V&T commissioner floats room tax idea
Facing slumping sales tax revenues and a weak economy, at least two members of the V&T Railway Commission meeting in Minden on Monday said the commission needs to look into the future to make sure the railroad can survive financially.
Chairman Dwight Millard said Monday during a commission meeting he was concerned because of the shrinking amounts of money available to the commission.
With the latest section of track heading down into Brunswick Canyon scheduled for completion in about two weeks, he said he was worried less about the remaining money needed for construction than operating budgets after the construction is finished.
“I’m starting to worry about us sustaining ourselves,” he said.
He was joined by former chairman and commissioner Bob Hadfield, who said he too was concerned.
Millard said the Carson City sales tax dedicated to the V&T goes to retire the bonds sold to help finance initial construction.
Millard said that doesn’t generate more for the railroad operations, just money to pay off the bonds.
“I’ve always been told if push comes to shove, we would have to raise the room tax in Carson City,” Millard said.
He said they need to start talking about raising some money for operations from those who will benefit from the tourism the V&T brings to western Nevada.

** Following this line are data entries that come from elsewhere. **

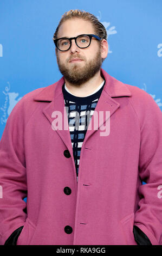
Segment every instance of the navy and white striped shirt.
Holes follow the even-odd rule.
[[[69,129],[76,167],[77,181],[81,147],[88,124],[104,84],[105,81],[92,94],[86,97],[74,96],[70,93],[65,84],[62,86],[65,106],[68,107]]]

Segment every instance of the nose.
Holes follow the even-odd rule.
[[[74,53],[75,52],[79,52],[80,48],[77,46],[76,44],[75,44],[75,39],[72,40],[72,45],[70,48],[70,53]]]

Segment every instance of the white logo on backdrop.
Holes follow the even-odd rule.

“The commission needs to start thinking about billing the counties,” he said.
Commission Treasurer Ron Allen agreed, adding that the legislation creating the commission “says we need to bill the counties.”
When fully operational, the V&T is expected to create a destination draw for tourists from around the world that will benefit not only Storey, Lyon and Carson City but Douglas and Washoe counties and Lake Tahoe.

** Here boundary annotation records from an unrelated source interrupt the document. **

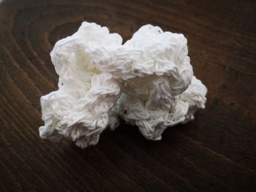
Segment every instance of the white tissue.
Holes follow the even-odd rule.
[[[82,148],[96,145],[118,116],[159,140],[167,126],[194,118],[204,108],[206,88],[193,76],[187,39],[142,26],[124,45],[106,27],[83,22],[50,53],[59,90],[42,96],[42,138],[63,136]]]

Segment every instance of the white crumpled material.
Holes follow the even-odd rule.
[[[193,76],[183,34],[142,26],[122,45],[118,34],[83,22],[50,53],[59,89],[41,97],[43,139],[65,137],[82,148],[96,145],[121,117],[148,139],[194,118],[207,88]]]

Millard said the first task is to find out exactly what the commission’s financial prospects are and what its options for raising operating capital are.

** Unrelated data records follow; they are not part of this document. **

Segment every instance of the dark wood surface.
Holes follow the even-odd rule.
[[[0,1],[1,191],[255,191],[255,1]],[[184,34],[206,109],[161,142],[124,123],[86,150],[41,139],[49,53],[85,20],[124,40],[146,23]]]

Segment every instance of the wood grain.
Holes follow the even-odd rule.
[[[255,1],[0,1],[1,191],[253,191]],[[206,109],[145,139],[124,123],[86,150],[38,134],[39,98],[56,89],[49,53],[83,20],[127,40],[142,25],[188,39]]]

The discussion came during a meeting in Minden where commissioners celebrated the end of the V&T’s inaugural season. The final trains ran Nevada Day and, throughout the fall, all were sold out.
Next summer, Millard said, the V&T is planning to run trains four days a week for 24 weeks – a total of 96 trains. Plans are for Thursday and Friday diesel trains and Saturday and Sunday steam trains through the summer.
They estimate that will bring anywhere from 14,000 to a maximum of 20,000 tourists to the area.
But commissioners also announced that the train runs aren’t finished for this season. They said trains will run the first three Saturdays in December as well as Friday, Saturday and Sunday following Thanksgiving.
In addition, commissioners were told their application for the full $30 million in stimulus money needed to finish construction including a depot in Carson City has been submitted to the federal government. They agreed to send Hadfield, project engineer Ken Dorr and his daughter Susan, who wrote the grant application, to Washington, D.C., in December to lobby for the funding.
That grant application has already received strong support from Gov. Jim Gibbons, Senate Majority Leader Harry Reid and the rest of Nevada’s congressional delegation.
Gibbons, Millard said, referred to it as the top transportation priority for Nevada.
He said he believes the commission’s chances of getting most if not all the funding are good.